Outcome of all ABL-class cases at 5 years was 31.0% (SD 4.6) for CIR, 59.1% (95%CI 50.5-69.1) for EFS and 76.1% (95%CI 68.6-84.5) for OS. ABL-class patients displayed a high frequency of poor prednisone response (49%) and IKZF1 deletions (61%), but both features lacked prognostic value. MRD-levels at the end of induction therapy (EOI) were very high (≥1x10-2) in 66% of ABL-class cases, and most prevalent detected in ABL2 (86%) and PDGFRB-fusion (88%) cases. MRD-EOI ≥1x10-2 was predictive of an unfavorable outcome among ABL-class patients (HREFS 3.33, 95%CI 1.46-7.56; p=0.0039. The 5-year EFS was 80% (95%CI 58.7-100) for CSF1R (n=10), 68.6% (95%CI 54.5-86.3) for ABL1 (n=40), 52.9% (95%CI 41.5-67.5) for PDGFRB (n=64), and 37.5% (95%CI 15.3-91.7) for ABL2 (n=8) fusion cases (p=0.059).
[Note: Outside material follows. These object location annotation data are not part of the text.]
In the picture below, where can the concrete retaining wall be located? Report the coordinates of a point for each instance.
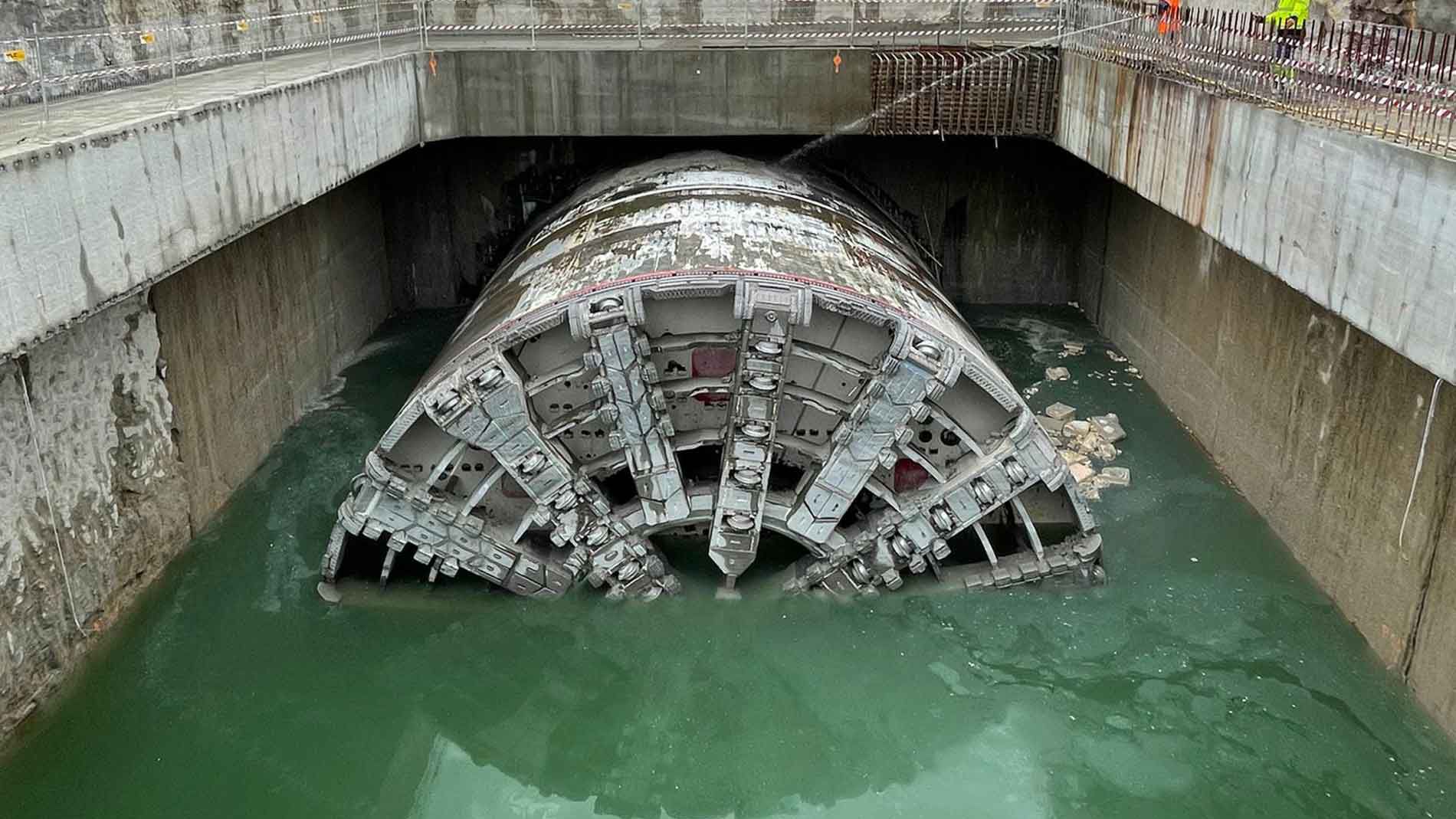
(98, 218)
(1356, 224)
(95, 220)
(254, 333)
(147, 415)
(677, 93)
(1318, 424)
(107, 459)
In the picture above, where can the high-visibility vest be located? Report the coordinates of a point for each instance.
(1168, 19)
(1286, 9)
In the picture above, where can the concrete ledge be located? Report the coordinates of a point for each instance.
(679, 93)
(1356, 224)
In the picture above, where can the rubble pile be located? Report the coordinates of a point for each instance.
(1085, 444)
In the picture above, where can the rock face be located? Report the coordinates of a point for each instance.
(110, 477)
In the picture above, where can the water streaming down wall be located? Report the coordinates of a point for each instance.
(713, 346)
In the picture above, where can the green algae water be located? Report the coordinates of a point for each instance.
(1208, 678)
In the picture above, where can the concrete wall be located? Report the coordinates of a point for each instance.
(1356, 224)
(680, 93)
(98, 218)
(1318, 424)
(89, 221)
(149, 412)
(252, 333)
(993, 213)
(108, 470)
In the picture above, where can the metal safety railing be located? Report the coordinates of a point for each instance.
(1388, 82)
(44, 66)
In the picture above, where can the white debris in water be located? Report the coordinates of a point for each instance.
(1050, 425)
(1108, 427)
(1117, 476)
(1061, 412)
(1081, 441)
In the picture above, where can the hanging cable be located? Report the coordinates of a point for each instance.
(1420, 460)
(50, 503)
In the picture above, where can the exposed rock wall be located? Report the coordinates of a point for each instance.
(103, 424)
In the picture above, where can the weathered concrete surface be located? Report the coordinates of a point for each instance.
(254, 333)
(699, 92)
(97, 218)
(1318, 424)
(89, 221)
(1357, 224)
(149, 415)
(993, 213)
(103, 425)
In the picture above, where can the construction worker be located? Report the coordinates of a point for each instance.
(1286, 9)
(1287, 21)
(1168, 21)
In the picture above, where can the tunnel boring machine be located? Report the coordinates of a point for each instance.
(708, 346)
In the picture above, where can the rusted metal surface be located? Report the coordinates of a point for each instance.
(1388, 82)
(966, 90)
(703, 348)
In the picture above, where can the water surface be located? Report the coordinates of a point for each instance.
(1208, 678)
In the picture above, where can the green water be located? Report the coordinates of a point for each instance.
(1208, 678)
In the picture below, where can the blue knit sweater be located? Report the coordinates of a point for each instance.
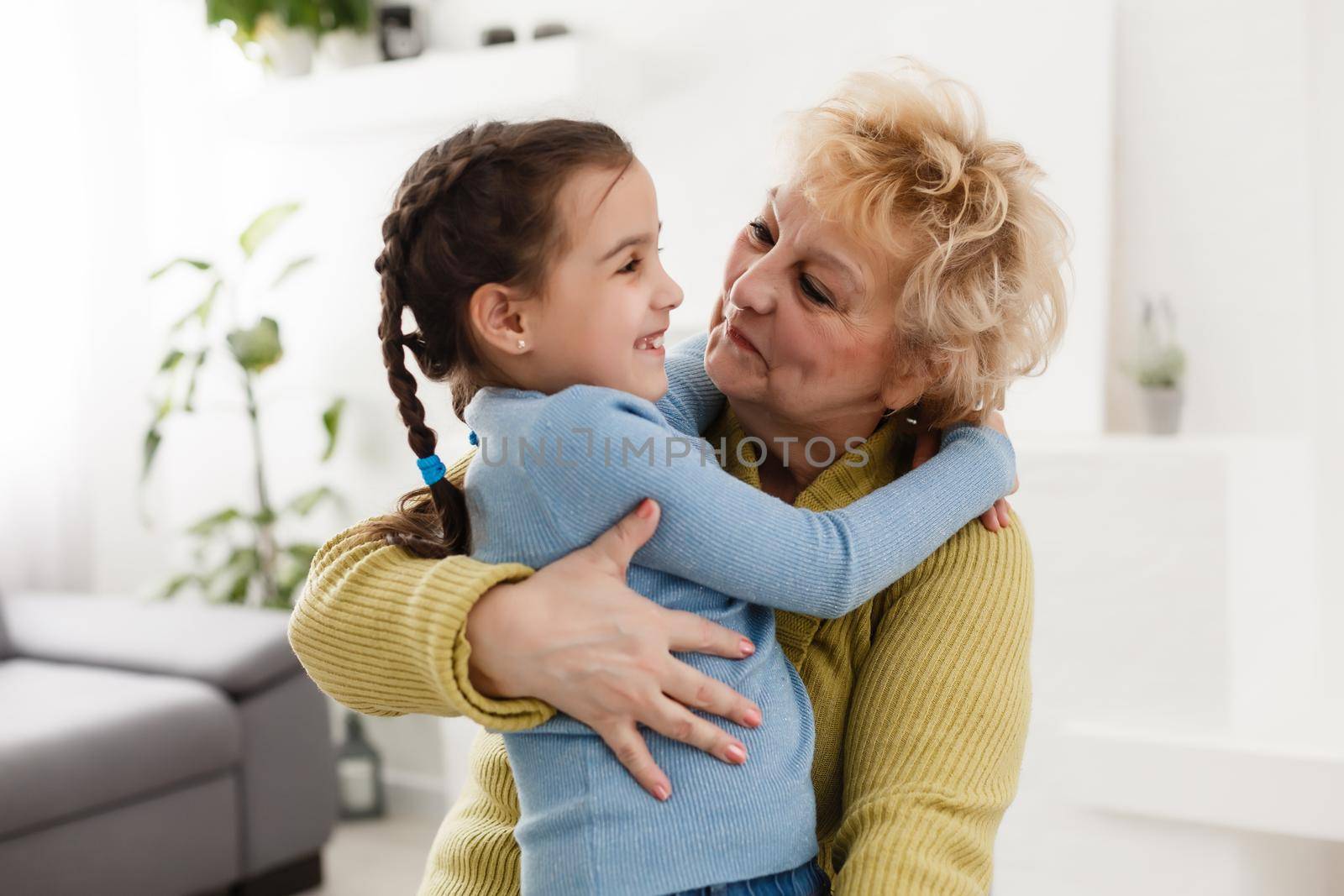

Sixty-nine percent of relapses (25 of 36) occurred within 3 years after diagnosis. The 5-years CIR of patients who received hematopoietic stem cell transplantation (n=41; 17.8% SD 6.2) was lower compared to the non-transplanted group (n=43; 45.1% SD 8.4; p=0.013), but EFS and OS did not differ between the two groups.

 

Conclusion

 

Children with ABL-class B-ALL have a poor outcome on therapies without TKIs despite the use of high-risk chemotherapy regimens and frequent transplantation in first remission. This paper provides baseline outcome for evaluating the potential benefit of upfront TKI usage in ABL-class patients.